Most of what I hate about Sales comes down to this:

  • I don't care for the feeling of being pounced upon, whether that be walking into a store or picking up my phone. 
  • I don't like "spewing", wherein a salesperson launches into a carefully rehearsed routine designed to overcome my resistance without making the slightest effort to know me or my interests and needs.
  • I don't like to feel tricked into buying something I don't need, or "upsold" to a model full of features I will never use. Nor do I want to trick anyone else into making a purchase either.
  • The whole process often feels like a contest between the salesperson and me, one in which he is quite skilled and I am ill prepared to compete.
So is there really such a thing as No Sell Selling (NSS)? I think maybe there is. And I think it probably involves each of the following:

  • Integrity. You not only have to have it, you must project it. If the most important thing to you is closing that sale, then its not NSS. People want to trust the person they buy from, and trust is earned by performance.
  • Belief. You must absolutely and totally believe in the product you are selling, understand who will truly benefit from having it (and who will not) and, ideally, use it yourself.
  • Attitude. You must regard the process of selling as matchmaking. Of making a good match between your product and your customer. This means you must listen to and understand their needs (and wants). Success is not a sale. It is a good match. One that makes the buyer want to rush out and tell everyone he knows about it.
I am slowly beginning to appreciate and apply this to myself and my business. I sell nutritional programs that have produced real, measurable results for me and others. There are very few things that people care about more than their own physical health, so skepticism can run high. Couple that with it being a network marketing company and the wall of doubt can be thick and high. The temptation to try to overcome a prospects doubts with "selling techniques" can be pretty strong. And if that is what is required then I probably am doomed to fail.
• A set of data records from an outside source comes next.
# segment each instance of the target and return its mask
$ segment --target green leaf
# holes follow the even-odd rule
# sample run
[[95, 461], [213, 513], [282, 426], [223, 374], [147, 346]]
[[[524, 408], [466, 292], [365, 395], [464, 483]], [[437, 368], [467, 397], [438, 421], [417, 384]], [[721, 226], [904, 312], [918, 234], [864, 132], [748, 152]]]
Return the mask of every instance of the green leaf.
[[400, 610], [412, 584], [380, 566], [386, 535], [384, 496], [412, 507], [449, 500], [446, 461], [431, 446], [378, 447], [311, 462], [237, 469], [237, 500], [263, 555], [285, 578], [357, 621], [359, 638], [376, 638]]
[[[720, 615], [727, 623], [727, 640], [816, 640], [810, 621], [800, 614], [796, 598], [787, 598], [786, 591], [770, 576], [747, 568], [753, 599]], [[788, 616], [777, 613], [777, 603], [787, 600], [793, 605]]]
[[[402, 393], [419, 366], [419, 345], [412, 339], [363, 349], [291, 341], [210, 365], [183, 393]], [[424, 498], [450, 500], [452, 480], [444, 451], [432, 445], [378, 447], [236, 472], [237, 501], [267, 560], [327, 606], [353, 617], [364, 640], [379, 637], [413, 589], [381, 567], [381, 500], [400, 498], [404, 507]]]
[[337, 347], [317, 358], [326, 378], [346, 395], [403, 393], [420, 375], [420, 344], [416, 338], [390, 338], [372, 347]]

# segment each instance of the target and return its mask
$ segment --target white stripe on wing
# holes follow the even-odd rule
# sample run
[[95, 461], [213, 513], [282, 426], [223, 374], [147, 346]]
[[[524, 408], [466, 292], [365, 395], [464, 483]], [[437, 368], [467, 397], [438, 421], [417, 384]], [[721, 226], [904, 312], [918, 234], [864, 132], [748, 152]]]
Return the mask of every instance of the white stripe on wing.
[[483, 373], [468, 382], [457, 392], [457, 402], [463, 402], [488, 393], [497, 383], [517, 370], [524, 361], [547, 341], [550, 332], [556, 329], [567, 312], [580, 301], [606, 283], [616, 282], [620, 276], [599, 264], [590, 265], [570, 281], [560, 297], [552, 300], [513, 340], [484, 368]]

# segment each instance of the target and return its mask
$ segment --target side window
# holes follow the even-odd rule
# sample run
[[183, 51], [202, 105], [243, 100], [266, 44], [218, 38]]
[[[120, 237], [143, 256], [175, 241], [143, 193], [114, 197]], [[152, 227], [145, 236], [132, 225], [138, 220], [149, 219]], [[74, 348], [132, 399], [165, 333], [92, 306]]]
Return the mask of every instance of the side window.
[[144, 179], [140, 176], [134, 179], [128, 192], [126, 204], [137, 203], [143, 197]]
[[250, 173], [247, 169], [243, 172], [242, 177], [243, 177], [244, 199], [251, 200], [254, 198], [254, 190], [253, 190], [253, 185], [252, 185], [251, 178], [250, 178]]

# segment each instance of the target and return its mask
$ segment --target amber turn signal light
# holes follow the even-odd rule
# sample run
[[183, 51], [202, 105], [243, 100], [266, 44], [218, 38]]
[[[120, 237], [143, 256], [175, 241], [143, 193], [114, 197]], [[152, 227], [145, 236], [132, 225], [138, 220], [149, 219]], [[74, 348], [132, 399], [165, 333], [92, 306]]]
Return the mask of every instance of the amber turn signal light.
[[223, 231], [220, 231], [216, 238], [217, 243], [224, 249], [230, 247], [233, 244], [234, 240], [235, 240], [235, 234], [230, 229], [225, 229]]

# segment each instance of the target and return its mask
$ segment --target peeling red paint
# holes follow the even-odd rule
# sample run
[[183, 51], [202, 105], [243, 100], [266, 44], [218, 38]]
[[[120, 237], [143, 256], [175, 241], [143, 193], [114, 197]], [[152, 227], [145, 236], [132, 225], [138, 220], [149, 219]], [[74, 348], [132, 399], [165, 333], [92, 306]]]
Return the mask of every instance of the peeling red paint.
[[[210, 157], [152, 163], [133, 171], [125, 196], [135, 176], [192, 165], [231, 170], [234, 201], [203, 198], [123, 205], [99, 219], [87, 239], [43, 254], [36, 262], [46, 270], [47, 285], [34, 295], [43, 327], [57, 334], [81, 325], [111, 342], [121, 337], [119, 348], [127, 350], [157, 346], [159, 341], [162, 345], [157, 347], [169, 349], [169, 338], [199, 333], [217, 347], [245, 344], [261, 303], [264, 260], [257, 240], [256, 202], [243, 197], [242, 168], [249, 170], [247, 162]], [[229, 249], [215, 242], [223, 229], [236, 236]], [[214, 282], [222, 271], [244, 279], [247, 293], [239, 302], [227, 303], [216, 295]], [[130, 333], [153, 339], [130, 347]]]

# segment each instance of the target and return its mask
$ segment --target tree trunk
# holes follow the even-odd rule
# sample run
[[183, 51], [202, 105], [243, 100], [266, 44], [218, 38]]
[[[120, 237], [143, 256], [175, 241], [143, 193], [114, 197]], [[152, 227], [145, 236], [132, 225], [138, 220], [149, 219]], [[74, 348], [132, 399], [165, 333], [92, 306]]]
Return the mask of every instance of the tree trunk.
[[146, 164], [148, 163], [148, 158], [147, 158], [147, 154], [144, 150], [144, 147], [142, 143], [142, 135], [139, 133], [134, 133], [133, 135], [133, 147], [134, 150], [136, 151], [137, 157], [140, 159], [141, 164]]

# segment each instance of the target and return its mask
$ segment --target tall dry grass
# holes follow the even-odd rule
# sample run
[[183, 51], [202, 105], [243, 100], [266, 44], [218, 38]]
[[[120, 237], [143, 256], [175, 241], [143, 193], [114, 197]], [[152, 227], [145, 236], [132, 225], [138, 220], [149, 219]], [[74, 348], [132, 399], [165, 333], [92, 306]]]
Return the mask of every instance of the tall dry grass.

Instead I am trying to learn to use NSS. I don't set out to "make a sale" but rather to share information that a prospect can use to make a good decision.  I listen to the prospect's interests and needs and only then talk about how (and whether) the products I can offer meet them. I share the results that I and others have gotten from the products. And I try, sincerely, to help people decided for themselves what to do and then support their choice. If I do it right, then I end up feeling like I just shared the discovery of a great new restaurant with a friend. That I can do. That's No Sell Selling.